Hea Woo Chung annuì.

«Capisco il suo scetticismo. Non è la prima persona a mettere in dubbio la nostra buona fede. – Lisbon sollevò un sopracciglio, ma non la interruppe - Comunque no, non viene servito nulla prima del rito. Solo alla fine viene offerto un banchetto per festeggiare la ritrovata voglia di vivere.»

«Signora Chung, quando parlava di scetticismo si riferiva a qualcuno in particolare? C’è qualcuno che potrebbe avercela con lei e la sua accademia?»

Lei distolse lo sguardo, quindi scosse vigorosamente la testa.

«No. Non intendevo questo…»

«Signora Chung - Teresa la fissò intensamente – avete ricevuto delle minacce?»

«Non tutti sono stati contenti della nostra iniziativa… diciamo così - balbettò – Però non arriverebbero a tanto!»

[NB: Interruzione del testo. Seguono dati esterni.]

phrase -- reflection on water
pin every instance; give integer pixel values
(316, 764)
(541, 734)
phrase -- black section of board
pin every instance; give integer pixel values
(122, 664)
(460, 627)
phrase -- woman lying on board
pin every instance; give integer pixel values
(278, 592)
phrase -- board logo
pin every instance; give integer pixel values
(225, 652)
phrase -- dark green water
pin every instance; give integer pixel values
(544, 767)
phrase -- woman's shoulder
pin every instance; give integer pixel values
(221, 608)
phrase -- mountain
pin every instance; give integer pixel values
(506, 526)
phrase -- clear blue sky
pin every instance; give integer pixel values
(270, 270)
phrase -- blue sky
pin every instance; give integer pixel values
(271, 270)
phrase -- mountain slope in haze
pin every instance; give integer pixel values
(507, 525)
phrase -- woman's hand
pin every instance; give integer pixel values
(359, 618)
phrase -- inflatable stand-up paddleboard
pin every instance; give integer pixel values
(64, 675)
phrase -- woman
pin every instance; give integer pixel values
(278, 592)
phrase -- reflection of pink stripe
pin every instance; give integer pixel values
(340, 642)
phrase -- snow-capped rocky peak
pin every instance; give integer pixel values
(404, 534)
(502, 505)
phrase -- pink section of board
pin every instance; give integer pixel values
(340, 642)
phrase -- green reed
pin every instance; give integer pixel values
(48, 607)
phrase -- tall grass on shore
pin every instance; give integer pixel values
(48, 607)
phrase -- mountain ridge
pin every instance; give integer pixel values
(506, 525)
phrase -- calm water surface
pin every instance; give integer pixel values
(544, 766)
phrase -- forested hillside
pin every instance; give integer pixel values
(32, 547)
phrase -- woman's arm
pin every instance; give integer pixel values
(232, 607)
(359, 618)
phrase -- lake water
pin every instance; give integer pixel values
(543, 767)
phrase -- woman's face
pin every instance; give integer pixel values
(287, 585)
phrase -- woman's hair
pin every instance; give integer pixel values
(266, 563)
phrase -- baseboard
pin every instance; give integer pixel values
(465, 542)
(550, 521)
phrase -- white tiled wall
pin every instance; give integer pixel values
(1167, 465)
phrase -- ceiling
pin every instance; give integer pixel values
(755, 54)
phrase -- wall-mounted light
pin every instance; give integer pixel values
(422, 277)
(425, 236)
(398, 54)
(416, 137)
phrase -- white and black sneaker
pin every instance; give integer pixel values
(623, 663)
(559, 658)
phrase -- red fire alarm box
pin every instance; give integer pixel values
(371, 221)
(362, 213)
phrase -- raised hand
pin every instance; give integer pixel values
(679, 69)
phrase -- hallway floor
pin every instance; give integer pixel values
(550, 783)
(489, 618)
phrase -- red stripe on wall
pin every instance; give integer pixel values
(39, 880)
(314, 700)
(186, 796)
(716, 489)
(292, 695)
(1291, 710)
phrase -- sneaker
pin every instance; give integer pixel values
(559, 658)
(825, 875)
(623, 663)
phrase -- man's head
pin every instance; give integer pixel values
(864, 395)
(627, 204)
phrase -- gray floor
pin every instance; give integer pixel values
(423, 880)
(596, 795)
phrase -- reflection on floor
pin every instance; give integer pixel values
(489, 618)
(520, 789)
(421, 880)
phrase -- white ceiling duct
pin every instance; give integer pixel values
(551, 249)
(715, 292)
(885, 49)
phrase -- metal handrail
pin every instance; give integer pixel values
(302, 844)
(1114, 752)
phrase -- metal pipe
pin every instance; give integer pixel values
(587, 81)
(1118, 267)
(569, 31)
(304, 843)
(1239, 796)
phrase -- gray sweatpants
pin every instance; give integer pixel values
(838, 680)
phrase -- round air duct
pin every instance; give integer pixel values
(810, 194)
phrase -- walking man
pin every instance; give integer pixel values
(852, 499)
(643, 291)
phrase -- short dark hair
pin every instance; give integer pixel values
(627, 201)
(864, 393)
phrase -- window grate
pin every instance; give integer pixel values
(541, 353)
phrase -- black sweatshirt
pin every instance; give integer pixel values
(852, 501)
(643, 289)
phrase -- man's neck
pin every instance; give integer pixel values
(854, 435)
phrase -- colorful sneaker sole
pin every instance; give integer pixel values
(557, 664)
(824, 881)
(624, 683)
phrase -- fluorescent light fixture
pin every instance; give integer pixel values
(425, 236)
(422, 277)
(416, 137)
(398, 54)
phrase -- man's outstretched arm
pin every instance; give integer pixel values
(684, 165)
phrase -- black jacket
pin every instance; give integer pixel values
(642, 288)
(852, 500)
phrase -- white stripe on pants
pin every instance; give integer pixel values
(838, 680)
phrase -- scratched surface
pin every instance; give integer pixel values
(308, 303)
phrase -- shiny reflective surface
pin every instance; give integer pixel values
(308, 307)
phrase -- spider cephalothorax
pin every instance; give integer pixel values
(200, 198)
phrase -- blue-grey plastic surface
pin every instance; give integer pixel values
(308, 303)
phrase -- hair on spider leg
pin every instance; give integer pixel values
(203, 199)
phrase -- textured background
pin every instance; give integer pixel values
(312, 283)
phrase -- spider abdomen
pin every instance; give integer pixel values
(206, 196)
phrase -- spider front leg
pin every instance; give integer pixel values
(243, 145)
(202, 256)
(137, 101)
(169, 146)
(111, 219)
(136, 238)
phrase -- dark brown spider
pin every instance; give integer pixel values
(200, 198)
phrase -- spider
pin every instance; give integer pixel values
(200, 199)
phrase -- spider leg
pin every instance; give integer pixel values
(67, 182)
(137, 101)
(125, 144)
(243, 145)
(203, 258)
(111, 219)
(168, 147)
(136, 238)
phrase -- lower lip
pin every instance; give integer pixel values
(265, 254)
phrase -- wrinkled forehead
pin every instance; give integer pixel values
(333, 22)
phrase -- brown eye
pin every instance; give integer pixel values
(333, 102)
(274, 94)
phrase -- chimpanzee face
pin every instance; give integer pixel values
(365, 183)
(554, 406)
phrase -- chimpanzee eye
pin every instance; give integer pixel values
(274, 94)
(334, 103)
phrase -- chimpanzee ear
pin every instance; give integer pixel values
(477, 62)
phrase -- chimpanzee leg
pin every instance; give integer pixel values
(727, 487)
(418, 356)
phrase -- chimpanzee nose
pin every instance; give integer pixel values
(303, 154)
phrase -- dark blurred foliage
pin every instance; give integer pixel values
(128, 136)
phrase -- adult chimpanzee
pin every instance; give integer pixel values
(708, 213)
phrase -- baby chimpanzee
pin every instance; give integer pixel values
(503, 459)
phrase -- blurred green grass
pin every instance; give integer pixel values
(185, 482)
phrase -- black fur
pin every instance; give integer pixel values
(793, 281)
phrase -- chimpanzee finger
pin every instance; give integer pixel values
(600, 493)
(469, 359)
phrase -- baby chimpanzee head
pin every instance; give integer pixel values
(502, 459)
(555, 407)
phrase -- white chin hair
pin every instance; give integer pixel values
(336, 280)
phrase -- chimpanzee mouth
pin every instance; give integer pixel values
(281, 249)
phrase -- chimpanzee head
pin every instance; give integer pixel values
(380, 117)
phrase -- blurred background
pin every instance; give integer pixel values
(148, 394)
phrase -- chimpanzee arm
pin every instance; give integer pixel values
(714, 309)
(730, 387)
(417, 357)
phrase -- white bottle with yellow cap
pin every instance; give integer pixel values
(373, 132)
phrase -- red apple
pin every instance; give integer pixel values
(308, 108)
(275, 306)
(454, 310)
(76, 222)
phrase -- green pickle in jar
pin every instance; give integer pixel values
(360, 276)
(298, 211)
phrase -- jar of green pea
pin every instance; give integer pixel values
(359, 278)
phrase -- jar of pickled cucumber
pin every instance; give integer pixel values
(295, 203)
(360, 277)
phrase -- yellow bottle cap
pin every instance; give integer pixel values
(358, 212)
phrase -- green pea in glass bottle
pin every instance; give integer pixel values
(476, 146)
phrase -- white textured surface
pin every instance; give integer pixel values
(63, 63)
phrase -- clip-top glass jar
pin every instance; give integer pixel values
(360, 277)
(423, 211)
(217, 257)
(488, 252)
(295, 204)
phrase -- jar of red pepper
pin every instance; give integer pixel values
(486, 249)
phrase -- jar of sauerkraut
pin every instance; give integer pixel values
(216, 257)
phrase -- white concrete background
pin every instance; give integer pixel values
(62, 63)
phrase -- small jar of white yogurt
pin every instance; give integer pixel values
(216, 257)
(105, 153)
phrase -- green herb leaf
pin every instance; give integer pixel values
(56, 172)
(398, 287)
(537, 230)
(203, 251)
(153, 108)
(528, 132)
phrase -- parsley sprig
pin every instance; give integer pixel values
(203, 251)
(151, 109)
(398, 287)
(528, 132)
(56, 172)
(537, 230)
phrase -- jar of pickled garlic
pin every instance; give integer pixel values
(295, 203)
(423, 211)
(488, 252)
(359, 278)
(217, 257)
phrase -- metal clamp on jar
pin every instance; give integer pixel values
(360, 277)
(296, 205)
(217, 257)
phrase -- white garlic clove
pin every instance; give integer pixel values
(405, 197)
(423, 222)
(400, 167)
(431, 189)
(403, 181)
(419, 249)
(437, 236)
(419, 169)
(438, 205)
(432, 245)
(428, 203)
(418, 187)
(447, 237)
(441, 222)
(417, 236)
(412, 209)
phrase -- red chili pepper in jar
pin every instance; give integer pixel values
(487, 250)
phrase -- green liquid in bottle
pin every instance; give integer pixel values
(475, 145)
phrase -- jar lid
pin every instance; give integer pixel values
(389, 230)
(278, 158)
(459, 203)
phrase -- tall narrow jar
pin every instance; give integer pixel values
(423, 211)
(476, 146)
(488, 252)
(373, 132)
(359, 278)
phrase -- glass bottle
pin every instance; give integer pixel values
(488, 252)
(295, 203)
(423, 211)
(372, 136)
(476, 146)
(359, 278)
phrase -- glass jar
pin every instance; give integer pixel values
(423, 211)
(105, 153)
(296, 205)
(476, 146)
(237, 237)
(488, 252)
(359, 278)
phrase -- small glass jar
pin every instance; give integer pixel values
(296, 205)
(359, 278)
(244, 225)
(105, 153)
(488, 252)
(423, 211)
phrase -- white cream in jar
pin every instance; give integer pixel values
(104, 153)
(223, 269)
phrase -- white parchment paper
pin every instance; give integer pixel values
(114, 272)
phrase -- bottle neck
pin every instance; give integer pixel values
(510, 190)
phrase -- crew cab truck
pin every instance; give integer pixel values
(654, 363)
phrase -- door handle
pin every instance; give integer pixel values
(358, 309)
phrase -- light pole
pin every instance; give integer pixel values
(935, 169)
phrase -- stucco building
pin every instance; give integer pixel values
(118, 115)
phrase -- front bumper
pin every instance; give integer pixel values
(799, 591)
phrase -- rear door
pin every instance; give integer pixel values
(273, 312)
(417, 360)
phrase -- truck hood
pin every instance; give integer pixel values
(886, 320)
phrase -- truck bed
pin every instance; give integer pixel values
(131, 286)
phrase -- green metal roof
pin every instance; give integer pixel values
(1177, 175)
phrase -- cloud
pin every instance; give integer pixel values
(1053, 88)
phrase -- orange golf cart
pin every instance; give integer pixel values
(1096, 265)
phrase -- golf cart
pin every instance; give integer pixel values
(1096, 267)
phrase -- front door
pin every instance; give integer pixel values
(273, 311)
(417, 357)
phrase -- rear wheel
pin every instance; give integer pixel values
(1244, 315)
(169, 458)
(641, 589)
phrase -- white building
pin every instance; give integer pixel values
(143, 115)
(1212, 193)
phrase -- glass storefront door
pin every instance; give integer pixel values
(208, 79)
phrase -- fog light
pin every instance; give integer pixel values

«Lasci giudicare a noi - commentò Grace, che fino ad allora era rimasta in silenzio – Chi vi ha minacciato?»

La donna si lasciò sfuggire un singhiozzo.

«Abbiamo ricevuto qualche lettera minatoria. Hanno rotto un paio di vetri nella nostra sede. Ma non sappiamo chi siano i responsabili e non v’abbiamo mai dato troppo peso. Io avevo pensato di andare alla polizia, ma mio marito credeva fosse semplicemente una bravata. Non è mai successo nulla di grave…»

«Fino ad oggi. Dobbiamo parlare con suo marito…» Lisbon scambiò un rapido sguardo con Grace che annuì.

«Certo. E’ fuori città per affari, ma vi metterò immediatamente in contatto con lui.»

Van Pelt prese nota. Lisbon si allontanò dalle due donne. Aveva la sensazione che sarebbe stato un caso complicato e lungo. Se almeno Jane fosse stato lì.

«Dannazione Jane.» sbottò sottovoce, controllando per l’ennesima volta il suo cellulare.